One of the indicators of the activities in the economy from banking relationship perspective is the level of transactions in the accounts of bank customers. Reducing transactions will readily refer to less economic activities while increasing transactions will refer to more activities in the economy.
Banking transactions takes place in the Current Accounts of bank customers while Saving and Term Deposit accounts warehouses investments or investible funds.
Details of the Deposit Breakdown in the Selected Banking Data Q1 2019 Reports recently released by the National Bureau of statistics (NBS), revealed that Time and Savings Deposit balances are rising while Demand Deposit balances are reducing.
Funds in Demand Deposit accounts in all financial institution in Nigeria reduced by N286 billion in Q1 2019 while the funds in Time and Saving Deposit accounts increased by N552 billion. Indicating that bank customers are leaving more funds in Time and Saving accounts and less in Demand Deposit accounts.
The banking sector deposit figures released by the NBS also revealed that bank customers are increasing showing their preference for bank interest rather than engage in productive activities because of the many difficulties bedevilling the business climate in Nigeria.
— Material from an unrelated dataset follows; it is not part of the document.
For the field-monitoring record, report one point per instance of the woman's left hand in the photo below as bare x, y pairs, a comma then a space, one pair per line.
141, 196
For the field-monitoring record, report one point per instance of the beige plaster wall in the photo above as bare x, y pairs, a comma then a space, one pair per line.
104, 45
The difficulties of Utilities and Infrastructure that has remained indefinable and has kept Nigeria as a consuming rather than producing nation must be tackled. Otherwise funds will continue to be kept idle in banks by bank customers to the detriment of production activities. The attendant employment and economic rejuvenation potentials will also remain elusive.
The CBN with its many intervention programs have demonstrated its commitment to resolving many of the economic issues the country has. The kind of commitment yet to be seen of the Deposit Money Banks especially towards bank customers.
The CBN recent announcement of its resolve to limit Deposit Money Bank access to Money Market activities may be the necessary action to make Banks perform its traditional role of financial intermediary in the economy.
Because, truly no business (Banks Inclusive) will be presented with a choice between risk-free investments like Treasury Bills and the busy and risky option of lending to customers in an uncertain economy and choose the later unless it is cajoled to do so.